In boxing, Hardy’s run-up, since turning pro in 2012, was incremental and measured. She faced different styles on the way up the ladder, sure, but there was a focused drive to build her skill set, her confidence, her profile and her momentum. On the MMA side, the Bellator people put her in with a foe who, in retrospect, she was ill suited to deal with, with such a lengthy grounding in a discipline Hardy hadn’t studied.

I know this community has a strong base which leaves comments and discusses issues, perhaps some of you guys could weigh in here. I guess it’s good for fans to be able to know that most of the fights are 50-50 on paper coming in, in MMA. But are fighters best served by that? And is the sport, because we have to assume some future star arcs are short-circuited by early career defeats?

Anyway, it became clear that Hardy won’t be spending much if any time mulling this matter. She sounded clear minded and like she’s dealing with the defeat as well as could be.

“The positive press really made me feel better than the negative press. The negative press really makes you feel like shit. That I was just kind of this ‘overhyped, blonde, red-lipsticked non-fighter’ and ‘ha, ha, she got exposed.’

“So the positive comments and feedback from the fans was really important to me. When I had initially said on social media I apologize for letting my fans down, I almost feel like a lot of my fans are just Heather Hardy fans. They were never really boxing fans. They were just fans of mine, because I represented all the bad, horrible things that have happened to themselves, but that you can be victorious.
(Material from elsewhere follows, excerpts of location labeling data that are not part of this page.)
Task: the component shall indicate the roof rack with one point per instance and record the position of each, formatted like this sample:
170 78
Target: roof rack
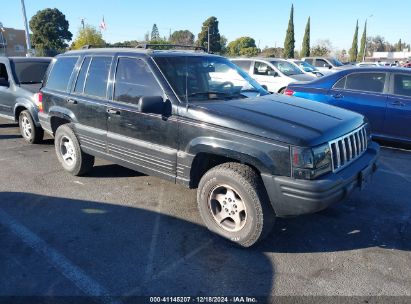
153 46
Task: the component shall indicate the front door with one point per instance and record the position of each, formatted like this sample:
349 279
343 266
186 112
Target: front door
398 120
146 142
88 101
266 75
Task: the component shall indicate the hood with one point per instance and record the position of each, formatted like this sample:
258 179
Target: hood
282 118
302 77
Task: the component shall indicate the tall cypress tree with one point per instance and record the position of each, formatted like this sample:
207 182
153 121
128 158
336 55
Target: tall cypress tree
305 50
361 54
354 48
289 43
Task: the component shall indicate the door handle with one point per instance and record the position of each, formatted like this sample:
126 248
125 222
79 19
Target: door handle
398 103
113 111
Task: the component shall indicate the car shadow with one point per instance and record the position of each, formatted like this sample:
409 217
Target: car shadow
129 251
10 136
112 170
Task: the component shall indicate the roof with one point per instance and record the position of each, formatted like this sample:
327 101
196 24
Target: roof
149 52
261 58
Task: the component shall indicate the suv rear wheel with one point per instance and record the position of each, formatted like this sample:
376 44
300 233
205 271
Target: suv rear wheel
69 152
233 203
28 129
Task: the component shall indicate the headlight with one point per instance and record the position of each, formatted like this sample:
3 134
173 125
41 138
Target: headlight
309 163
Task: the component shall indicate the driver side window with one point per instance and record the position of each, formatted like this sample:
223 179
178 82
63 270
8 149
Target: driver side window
263 69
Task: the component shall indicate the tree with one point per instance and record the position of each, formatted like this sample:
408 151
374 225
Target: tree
354 47
289 42
50 31
210 26
182 37
243 46
88 35
305 50
361 54
155 34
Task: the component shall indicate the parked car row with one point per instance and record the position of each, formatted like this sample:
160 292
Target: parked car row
199 120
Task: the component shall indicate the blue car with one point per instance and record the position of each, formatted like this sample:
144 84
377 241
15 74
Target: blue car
383 95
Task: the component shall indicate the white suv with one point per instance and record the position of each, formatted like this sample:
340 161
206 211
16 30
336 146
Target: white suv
273 73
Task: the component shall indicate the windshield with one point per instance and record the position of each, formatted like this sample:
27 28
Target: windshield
197 78
335 62
28 72
306 66
287 68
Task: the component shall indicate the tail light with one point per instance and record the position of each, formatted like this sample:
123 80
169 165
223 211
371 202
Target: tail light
289 92
38 99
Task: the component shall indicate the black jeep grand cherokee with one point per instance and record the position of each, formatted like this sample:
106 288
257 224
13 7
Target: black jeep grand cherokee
198 120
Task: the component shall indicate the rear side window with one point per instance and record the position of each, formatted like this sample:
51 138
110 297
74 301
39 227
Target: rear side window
60 73
134 79
369 82
402 84
340 84
243 64
97 77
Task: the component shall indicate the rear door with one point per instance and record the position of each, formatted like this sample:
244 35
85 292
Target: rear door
7 98
88 101
398 119
363 92
146 142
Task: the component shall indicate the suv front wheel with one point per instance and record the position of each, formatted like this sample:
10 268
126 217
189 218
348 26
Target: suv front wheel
233 203
69 152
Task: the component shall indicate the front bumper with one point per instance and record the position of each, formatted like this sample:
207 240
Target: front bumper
292 197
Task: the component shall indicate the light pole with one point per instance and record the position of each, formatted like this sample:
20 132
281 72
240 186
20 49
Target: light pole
208 38
28 43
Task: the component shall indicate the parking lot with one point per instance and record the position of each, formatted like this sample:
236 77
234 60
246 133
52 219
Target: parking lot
116 232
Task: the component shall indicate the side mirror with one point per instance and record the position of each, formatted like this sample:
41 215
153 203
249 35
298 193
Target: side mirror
4 82
272 73
151 104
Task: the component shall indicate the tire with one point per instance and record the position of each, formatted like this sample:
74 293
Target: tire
28 129
243 218
69 153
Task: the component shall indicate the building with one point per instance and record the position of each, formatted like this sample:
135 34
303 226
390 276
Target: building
12 42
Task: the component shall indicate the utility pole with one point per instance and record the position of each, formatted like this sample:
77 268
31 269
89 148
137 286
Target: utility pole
28 42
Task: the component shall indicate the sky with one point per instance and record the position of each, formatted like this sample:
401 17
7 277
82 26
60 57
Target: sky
264 20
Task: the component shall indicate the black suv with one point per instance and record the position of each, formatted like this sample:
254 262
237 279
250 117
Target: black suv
198 120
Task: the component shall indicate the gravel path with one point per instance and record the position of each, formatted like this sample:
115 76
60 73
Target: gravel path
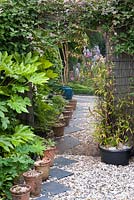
83 119
92 179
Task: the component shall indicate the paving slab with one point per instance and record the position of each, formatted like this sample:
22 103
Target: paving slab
71 129
65 143
54 188
61 161
59 173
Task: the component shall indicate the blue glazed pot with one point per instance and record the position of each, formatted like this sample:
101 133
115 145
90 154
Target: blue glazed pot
67 92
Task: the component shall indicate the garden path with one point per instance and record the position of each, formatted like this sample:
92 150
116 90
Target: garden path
78 173
78 139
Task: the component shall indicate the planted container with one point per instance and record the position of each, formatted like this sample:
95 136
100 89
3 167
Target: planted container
34 179
20 192
66 120
68 113
67 92
58 129
50 153
44 167
115 156
73 103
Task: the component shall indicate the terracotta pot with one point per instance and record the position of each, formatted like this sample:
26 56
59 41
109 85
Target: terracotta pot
50 153
20 192
67 113
58 129
34 179
69 107
73 103
66 120
44 167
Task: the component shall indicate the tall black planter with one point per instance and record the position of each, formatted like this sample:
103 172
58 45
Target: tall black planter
115 157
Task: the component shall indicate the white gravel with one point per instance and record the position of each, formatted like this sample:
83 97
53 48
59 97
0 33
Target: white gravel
92 179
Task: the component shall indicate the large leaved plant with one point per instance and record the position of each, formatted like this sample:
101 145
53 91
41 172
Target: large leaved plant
19 73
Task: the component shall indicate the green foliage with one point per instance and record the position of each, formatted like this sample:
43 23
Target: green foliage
11 167
49 143
17 141
47 112
114 124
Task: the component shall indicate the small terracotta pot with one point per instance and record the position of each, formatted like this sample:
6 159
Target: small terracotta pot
44 167
73 103
66 120
50 153
69 107
67 113
34 179
18 193
58 129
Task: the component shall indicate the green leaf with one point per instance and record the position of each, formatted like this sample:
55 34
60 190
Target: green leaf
38 78
19 104
5 122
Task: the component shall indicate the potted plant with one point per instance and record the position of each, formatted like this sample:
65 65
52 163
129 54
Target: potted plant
34 179
44 167
73 102
50 150
20 192
58 129
114 125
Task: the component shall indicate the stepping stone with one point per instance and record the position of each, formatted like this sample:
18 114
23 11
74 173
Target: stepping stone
72 129
53 188
59 173
61 161
65 143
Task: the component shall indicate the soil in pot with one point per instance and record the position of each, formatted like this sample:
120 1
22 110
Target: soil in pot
50 153
115 156
73 103
69 107
67 113
66 120
44 167
34 179
20 192
58 129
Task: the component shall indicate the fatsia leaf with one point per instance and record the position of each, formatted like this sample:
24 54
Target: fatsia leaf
51 74
5 143
20 88
24 133
5 122
19 103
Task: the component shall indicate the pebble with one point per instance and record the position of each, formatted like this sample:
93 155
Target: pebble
92 179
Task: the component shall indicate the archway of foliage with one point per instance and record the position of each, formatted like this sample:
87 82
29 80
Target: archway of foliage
28 25
47 26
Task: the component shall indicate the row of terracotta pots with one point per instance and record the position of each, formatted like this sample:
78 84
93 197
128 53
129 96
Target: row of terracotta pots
33 178
58 129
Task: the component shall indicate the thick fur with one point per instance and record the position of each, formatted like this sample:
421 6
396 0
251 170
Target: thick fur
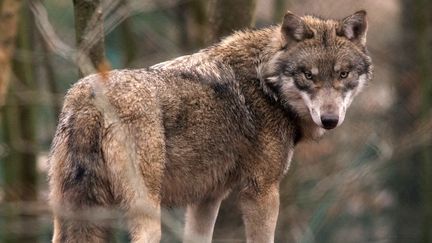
190 130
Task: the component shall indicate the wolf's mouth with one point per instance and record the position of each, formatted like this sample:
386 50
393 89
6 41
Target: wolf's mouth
329 121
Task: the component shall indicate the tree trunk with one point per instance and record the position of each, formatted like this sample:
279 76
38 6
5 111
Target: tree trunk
226 16
9 15
89 33
412 180
19 166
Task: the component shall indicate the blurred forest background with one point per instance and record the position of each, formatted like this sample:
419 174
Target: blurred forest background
368 181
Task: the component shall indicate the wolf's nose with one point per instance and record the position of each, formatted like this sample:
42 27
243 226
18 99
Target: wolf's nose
329 121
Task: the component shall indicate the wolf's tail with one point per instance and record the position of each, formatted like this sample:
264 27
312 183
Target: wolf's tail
81 186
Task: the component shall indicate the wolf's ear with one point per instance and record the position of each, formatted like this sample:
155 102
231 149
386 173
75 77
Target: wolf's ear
294 29
354 27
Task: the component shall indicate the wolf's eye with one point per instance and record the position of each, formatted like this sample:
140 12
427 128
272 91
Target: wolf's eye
308 75
343 75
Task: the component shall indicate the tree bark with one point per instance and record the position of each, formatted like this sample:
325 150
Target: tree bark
89 33
226 16
9 15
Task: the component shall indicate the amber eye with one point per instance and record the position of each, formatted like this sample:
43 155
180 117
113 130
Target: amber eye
308 75
343 75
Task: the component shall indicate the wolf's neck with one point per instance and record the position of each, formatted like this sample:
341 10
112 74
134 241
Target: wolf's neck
246 51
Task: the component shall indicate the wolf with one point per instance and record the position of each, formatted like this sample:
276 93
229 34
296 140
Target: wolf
189 131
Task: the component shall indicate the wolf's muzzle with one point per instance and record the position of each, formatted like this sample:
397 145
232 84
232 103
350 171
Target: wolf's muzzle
329 121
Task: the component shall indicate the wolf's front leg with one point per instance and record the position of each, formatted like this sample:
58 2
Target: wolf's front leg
144 222
200 221
260 212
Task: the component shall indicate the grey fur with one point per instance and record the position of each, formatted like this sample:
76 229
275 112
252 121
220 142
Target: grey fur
190 130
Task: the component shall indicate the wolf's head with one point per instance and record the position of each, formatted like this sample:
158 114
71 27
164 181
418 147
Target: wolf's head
321 67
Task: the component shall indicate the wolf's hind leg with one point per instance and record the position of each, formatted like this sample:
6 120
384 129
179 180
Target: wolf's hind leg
135 152
200 220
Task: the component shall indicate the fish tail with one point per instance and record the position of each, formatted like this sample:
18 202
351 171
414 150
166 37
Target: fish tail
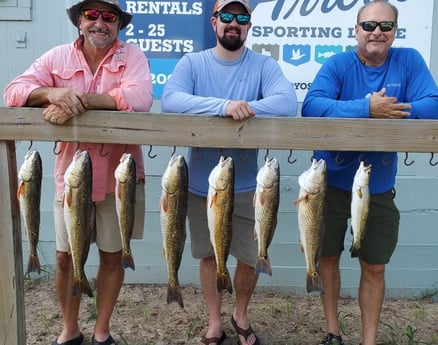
263 265
313 282
174 295
224 282
33 264
81 285
128 260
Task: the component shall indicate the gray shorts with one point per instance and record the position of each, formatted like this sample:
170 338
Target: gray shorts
381 232
243 245
107 235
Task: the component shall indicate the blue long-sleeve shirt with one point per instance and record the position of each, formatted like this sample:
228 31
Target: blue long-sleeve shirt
342 88
202 83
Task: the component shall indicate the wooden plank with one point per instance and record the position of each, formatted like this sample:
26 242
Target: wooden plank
215 131
12 324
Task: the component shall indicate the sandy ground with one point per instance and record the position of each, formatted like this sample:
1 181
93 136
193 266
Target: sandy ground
142 316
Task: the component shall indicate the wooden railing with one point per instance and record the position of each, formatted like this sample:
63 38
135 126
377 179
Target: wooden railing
173 130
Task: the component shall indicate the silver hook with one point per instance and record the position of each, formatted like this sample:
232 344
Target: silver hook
150 152
430 160
54 149
406 160
266 155
101 151
384 161
289 158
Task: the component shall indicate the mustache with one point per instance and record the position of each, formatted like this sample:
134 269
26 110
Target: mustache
102 31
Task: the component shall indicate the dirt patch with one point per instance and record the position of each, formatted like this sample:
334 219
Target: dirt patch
142 317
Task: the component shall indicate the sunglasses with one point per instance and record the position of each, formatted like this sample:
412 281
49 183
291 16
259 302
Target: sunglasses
370 26
241 18
107 16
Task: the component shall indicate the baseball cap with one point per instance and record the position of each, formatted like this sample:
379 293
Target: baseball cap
220 4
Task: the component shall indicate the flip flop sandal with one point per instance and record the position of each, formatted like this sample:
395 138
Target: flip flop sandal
244 332
214 340
108 341
75 341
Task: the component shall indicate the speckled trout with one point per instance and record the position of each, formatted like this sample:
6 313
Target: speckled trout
360 202
173 214
78 217
126 183
29 196
220 205
266 202
311 205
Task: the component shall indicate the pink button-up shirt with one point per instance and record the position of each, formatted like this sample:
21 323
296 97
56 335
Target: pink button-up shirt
124 74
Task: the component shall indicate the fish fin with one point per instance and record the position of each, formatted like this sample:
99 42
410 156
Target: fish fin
164 203
81 285
128 259
303 198
354 250
212 200
223 282
33 264
66 199
313 282
174 295
263 265
262 197
20 190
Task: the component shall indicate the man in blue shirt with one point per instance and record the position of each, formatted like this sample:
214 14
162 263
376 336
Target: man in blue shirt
227 80
375 81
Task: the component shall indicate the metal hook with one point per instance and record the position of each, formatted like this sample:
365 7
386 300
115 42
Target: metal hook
266 155
197 154
101 151
289 158
406 160
430 160
54 149
337 160
150 152
384 161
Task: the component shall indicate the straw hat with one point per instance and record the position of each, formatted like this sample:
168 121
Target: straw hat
73 11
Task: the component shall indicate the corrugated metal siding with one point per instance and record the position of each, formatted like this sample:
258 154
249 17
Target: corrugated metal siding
413 268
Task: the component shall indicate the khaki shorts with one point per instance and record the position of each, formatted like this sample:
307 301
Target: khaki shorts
243 245
381 234
107 235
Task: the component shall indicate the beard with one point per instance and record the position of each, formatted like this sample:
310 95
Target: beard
231 44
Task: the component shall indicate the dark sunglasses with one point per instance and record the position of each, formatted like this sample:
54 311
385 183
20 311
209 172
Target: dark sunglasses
371 25
241 18
107 16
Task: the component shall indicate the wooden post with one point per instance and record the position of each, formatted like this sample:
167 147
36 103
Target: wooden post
12 321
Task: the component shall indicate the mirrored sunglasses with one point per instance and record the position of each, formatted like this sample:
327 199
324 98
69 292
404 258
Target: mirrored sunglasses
241 18
370 26
107 16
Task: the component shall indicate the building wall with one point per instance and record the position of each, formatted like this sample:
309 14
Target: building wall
412 270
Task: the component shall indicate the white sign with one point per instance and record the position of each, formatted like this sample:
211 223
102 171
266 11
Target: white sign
302 34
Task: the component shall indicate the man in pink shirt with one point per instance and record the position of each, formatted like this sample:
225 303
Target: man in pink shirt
96 71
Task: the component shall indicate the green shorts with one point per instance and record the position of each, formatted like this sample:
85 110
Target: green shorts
243 245
381 234
107 236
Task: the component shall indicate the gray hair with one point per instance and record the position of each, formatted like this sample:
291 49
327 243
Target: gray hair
391 6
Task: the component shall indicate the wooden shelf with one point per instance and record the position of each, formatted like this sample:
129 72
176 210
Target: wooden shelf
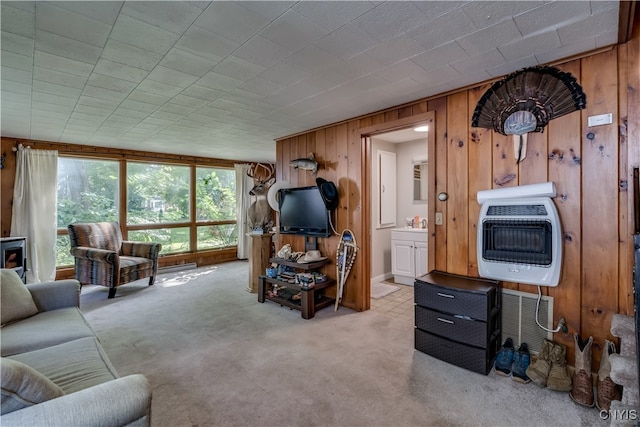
312 299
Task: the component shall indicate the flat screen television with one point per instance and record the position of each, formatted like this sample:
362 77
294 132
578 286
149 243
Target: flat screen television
303 212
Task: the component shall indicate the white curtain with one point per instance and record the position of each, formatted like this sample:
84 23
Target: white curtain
35 195
244 183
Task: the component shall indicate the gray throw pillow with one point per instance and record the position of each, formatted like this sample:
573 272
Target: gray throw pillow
23 386
15 299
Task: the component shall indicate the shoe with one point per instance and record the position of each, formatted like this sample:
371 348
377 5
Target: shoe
582 390
521 361
606 388
538 371
559 379
504 359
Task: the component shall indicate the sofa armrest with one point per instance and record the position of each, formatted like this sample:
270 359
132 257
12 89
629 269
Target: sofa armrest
121 402
95 254
53 295
141 249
“When you look at the shitty things in your own life and you realize you as a person maybe haven’t overcome them all, when people would tell me I inspire them, or I give them hope, or I make them want to do things, I felt like I let all of those people down. But, in hindsight, now that I look back, I feel like it’s the best thing that could have happened. Because in the past, I would have been this undefeated athlete telling people of my hardships in life, what I’ve overcome in life.

“Now people can see me, really watch me bounce back from this, watch me be resilient. I’m not ashamed. I’m not embarrassed or hiding my face. I can make light, I make jokes like everyone else about what happened last weekend. And I will fucking bounce back. Because I’ve done it a thousand times before.”